Miró a la calle por la ventana. Muchas colgaduras en los balcones: la bandera nacional y la de Falange, azul y roja como antaño la de la FAI. Pocos transeúntes. Casi ninguno llevaba el periódico debajo del brazo. En su mayoría se habían «endomingado», pese a lo cual no podían ocultar su raquitiquez. Pocos coches.
Matías le había dicho: «No compararás esto con Nueva York».

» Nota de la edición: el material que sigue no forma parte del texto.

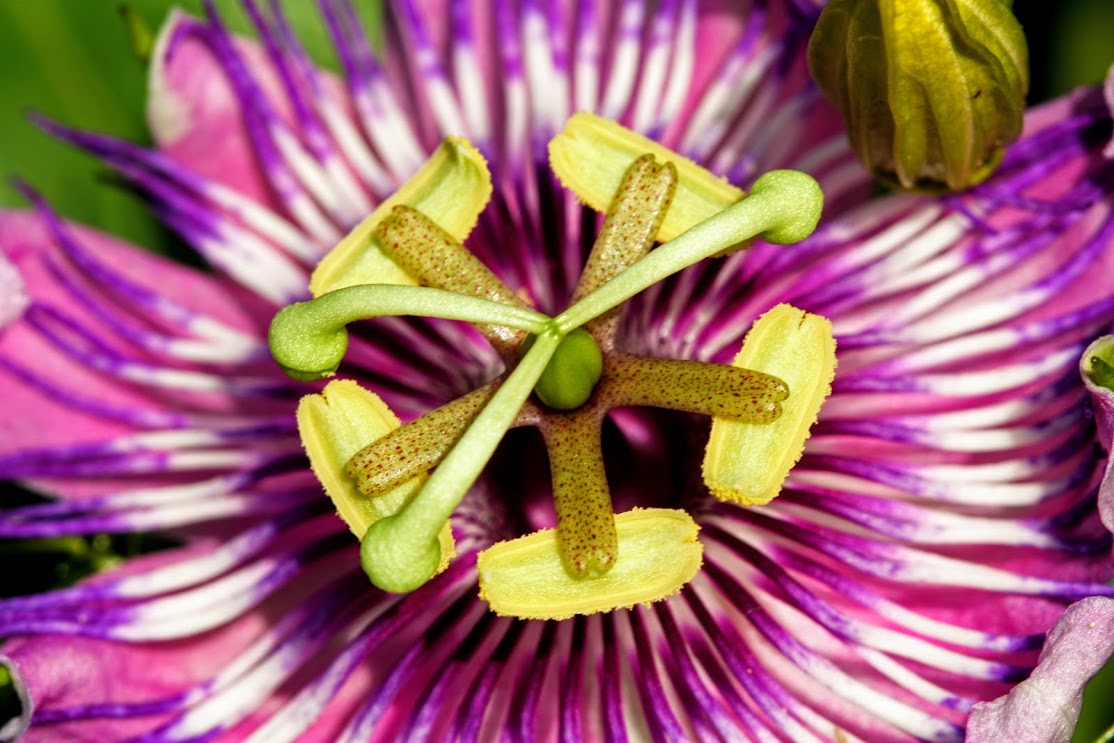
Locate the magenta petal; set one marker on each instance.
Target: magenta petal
(1045, 707)
(194, 113)
(13, 297)
(1108, 93)
(1102, 400)
(35, 418)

Cerca del mediodía se bajó y salió en dirección al piso de la Rambla, con el pasaporte en el bolsillo. Con los comercios cerrados, la ciudad parecía más triste aún. Pasó una patrulla de la guardia civil. Amparo se lo había advertido: «Tiene uno la sensación de que viven en estado de libertad vigilada». En el puente de Piedra, un mutilado de guerra, Arroyo, dirigiendo el tráfico, moviendo los brazos como aspas de molino. Matías le había hablado de él. «Está allí, plantado, desde la terminación de la guerra. Y a veces se sirve de su pata de palo para esconder alguna joya y venderla de estraperlo».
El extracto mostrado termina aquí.